In the top few responses most people give when you ask what they know about investing, “it’s important to be diversified” is right up there with “buy low, sell high”. Both statements are true and very important components of investing. My concern is that we hear and say these things so often, we lose sight of what they actually mean.
Investopedia.com defines Diversification as “a risk management technique that mixes a wide variety of investments within a portfolio.” True, but what the heck does that mean? Can it be any mix of investments? What does it really hope to accomplish? Is my portfolio diverse?
Today my goal is not to sell you on a particular investment strategy or convince you that there is any one way to properly diversify. My hope is to provide some key educational points to enhance your understanding of this important rule of thumb.
As the last several years have shown, investing in the stock market can be a volatile experience. If you invest in stock in one or even a small handful of companies, the value of your portfolio can shift wildly, often it seems for no logical reason. The primary purpose to diversify your investments is to decrease these and other risks.
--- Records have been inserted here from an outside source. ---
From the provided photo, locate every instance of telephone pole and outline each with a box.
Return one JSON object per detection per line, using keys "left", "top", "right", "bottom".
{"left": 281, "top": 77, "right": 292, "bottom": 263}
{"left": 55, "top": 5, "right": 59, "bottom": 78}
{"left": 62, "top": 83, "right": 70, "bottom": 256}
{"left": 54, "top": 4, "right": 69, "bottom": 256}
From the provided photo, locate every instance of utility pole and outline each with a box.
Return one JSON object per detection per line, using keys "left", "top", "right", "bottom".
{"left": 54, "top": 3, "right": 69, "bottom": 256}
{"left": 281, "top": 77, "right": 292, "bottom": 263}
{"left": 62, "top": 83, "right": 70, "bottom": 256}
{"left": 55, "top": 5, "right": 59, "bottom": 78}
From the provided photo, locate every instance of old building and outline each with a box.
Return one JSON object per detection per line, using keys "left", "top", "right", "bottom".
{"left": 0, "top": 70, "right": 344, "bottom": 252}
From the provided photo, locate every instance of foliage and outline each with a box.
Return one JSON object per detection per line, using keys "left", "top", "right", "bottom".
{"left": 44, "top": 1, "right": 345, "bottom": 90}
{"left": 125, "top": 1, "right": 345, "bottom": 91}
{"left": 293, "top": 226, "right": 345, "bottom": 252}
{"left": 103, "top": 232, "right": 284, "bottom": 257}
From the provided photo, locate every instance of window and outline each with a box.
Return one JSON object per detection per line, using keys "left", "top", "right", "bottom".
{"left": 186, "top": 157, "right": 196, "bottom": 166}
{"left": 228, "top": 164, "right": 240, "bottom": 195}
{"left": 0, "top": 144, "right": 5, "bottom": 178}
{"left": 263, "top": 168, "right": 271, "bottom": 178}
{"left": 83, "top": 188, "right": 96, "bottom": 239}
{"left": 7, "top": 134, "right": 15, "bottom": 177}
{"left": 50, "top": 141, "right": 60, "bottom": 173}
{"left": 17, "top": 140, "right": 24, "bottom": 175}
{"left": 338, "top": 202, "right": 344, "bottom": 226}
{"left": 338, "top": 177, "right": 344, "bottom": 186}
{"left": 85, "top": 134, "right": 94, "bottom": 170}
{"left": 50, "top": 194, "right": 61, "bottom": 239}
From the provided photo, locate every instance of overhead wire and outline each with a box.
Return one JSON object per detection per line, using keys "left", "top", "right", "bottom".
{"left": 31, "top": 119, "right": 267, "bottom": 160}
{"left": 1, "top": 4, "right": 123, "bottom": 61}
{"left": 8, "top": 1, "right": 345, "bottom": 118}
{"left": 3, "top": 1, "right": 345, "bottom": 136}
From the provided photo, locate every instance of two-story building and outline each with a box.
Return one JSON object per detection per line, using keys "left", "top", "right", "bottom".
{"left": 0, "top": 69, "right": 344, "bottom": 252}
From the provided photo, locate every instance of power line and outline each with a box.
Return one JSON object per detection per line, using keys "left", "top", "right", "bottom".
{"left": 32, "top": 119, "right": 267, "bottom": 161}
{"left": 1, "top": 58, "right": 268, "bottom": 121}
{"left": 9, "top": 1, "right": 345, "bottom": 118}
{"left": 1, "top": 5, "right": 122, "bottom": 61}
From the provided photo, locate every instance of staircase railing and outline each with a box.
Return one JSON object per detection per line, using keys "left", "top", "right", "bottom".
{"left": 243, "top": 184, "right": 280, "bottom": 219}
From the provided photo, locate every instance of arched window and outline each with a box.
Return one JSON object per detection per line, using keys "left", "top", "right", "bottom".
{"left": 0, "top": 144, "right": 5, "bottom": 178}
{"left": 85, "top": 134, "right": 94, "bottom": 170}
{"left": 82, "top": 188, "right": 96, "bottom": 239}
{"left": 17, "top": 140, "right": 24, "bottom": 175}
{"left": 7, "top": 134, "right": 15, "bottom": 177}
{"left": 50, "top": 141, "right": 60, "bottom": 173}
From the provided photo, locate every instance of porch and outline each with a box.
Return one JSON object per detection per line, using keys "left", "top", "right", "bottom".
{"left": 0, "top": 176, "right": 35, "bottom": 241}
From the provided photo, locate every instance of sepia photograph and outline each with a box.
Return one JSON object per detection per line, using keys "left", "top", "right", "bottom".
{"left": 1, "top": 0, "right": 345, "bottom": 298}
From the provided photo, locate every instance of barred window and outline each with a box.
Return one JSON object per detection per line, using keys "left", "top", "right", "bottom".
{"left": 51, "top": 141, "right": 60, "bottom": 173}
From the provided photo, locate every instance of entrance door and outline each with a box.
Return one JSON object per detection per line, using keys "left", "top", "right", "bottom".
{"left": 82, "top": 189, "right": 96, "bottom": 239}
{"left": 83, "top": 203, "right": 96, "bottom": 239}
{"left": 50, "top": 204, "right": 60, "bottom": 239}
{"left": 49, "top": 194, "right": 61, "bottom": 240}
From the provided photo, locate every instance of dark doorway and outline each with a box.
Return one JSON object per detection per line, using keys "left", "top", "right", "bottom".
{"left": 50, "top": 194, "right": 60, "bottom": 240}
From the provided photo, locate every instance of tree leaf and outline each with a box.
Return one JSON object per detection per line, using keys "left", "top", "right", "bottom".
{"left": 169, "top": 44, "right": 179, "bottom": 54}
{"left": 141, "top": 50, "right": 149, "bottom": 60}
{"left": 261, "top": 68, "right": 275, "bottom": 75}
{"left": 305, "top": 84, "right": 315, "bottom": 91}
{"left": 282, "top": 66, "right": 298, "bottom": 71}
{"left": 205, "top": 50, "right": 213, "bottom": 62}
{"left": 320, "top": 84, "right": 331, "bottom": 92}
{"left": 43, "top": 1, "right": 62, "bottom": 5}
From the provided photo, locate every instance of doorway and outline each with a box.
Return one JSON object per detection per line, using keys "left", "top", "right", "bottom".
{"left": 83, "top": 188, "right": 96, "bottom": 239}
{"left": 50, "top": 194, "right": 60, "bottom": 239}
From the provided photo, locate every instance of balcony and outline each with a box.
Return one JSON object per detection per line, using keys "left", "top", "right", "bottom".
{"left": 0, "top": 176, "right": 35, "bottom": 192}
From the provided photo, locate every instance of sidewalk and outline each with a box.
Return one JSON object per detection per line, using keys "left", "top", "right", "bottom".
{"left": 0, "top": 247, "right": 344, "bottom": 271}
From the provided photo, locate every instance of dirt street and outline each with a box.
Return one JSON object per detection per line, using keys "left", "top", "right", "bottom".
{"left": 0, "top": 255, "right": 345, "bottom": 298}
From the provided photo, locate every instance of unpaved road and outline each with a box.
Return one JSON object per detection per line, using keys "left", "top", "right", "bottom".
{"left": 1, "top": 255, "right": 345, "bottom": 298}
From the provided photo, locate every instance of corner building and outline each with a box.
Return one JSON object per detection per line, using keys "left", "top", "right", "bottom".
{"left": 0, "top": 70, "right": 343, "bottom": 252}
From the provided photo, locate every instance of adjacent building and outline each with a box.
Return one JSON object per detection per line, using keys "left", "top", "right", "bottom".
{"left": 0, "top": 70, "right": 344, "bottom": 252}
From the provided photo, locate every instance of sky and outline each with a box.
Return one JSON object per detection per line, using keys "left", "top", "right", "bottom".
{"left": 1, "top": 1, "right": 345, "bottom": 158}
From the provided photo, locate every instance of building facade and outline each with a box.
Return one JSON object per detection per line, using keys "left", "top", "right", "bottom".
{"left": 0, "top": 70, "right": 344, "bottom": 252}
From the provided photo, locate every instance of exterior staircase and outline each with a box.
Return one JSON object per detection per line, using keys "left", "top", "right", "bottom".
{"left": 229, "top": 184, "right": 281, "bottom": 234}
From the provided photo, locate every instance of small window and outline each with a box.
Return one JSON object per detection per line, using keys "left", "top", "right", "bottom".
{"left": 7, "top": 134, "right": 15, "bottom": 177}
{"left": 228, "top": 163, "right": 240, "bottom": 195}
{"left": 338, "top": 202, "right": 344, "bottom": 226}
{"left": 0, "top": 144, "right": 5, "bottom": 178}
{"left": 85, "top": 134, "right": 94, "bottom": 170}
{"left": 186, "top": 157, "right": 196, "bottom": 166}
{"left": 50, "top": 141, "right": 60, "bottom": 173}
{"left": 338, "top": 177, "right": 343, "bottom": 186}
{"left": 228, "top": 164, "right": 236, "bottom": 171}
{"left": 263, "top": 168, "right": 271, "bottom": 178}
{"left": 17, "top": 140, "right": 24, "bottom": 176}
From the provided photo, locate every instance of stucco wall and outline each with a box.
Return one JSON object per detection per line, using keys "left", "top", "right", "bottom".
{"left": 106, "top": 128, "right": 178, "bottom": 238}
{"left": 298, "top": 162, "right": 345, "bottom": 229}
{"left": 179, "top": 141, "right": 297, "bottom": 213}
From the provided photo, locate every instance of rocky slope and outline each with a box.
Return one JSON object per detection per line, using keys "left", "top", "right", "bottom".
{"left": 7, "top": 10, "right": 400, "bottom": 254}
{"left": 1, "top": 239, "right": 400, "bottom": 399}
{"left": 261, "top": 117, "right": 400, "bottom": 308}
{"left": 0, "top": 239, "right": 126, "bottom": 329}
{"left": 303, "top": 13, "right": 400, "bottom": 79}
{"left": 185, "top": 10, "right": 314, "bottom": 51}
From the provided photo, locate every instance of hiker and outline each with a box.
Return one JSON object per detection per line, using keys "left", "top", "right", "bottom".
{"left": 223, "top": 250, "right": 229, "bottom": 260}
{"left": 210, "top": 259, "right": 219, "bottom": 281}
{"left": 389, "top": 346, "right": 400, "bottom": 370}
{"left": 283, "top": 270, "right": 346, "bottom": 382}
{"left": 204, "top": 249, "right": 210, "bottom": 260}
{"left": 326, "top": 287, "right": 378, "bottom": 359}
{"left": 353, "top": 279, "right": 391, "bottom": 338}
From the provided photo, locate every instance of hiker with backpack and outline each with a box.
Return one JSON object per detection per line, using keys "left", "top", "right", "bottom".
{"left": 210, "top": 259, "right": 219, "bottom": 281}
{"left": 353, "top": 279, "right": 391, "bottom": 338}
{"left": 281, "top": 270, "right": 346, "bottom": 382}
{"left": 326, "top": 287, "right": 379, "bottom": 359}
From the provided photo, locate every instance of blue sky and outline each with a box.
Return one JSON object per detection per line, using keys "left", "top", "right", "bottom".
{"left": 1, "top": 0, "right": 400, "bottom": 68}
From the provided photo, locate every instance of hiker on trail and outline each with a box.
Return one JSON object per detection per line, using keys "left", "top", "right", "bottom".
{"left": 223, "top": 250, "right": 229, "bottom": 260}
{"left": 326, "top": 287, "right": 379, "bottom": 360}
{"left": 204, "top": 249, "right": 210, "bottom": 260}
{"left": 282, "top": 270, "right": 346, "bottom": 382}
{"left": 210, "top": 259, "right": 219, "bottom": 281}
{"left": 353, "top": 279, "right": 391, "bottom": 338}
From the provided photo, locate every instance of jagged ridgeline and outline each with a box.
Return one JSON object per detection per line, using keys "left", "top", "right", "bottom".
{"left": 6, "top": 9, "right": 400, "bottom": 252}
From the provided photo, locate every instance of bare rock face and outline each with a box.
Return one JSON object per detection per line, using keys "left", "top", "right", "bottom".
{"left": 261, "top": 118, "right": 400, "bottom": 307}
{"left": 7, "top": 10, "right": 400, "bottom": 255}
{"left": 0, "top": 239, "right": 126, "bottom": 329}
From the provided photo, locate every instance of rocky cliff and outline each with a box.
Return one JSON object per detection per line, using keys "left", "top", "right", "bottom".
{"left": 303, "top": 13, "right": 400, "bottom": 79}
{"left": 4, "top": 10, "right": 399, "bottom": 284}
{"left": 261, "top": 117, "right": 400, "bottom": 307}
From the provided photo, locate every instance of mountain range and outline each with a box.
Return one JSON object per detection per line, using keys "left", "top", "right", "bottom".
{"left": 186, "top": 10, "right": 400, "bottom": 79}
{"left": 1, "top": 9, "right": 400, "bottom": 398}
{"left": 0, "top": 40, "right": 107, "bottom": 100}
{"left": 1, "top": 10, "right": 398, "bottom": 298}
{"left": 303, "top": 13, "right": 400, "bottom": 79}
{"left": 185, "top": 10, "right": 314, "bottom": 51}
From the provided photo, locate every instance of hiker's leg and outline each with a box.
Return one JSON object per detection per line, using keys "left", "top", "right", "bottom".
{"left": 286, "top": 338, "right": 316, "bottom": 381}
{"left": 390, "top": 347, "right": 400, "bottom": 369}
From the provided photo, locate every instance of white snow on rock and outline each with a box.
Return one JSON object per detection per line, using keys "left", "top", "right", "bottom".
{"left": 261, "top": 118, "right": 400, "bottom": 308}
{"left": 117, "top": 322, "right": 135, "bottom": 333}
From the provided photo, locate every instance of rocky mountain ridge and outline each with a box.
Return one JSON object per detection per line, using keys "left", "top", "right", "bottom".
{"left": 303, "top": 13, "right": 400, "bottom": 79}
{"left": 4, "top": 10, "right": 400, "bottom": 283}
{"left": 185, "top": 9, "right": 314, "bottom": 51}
How does one increase a portfolio’s diversity? Let’s look at a portfolio strictly invested in stocks. The simple answer is to buy a higher number of stocks. The better answer is to buy a higher number of different kinds of stocks. Suppose you own General Motors. Buying Ford might technically make you more diverse, but only slightly so. You still own just two companies, both large, US automakers. Instead, you should look at a vast array of companies differing in size, location and type.
This means expanding your portfolio to large and small companies of all types (often called sectors) all across the globe, avoiding the urge to own more companies in the U.S. than in other parts of the world. U.S. companies make up just 40-50% of global market share. By focusing solely on the U.S., you cut off the opportunity to better diversify and participate in the opportunity for growth in more than 50% of the world’s companies.
I want to stress that none of this is a blueprint for any type of investment strategy. It is simply an effort to help you understand what diversification means. How much diversification, in what areas, and the blend or allocation of different types of assets is a decision that should be made with careful thought and, in most cases, professional advice based on your goals and ability to tolerate risk.
As you approach your personal financial planning and goals, it’s important to obtain at least a basic grasp on the essentials in order to make the most educated decisions possible. There are lots of trusted professionals there to help, but knowledge is always a worthwhile investment.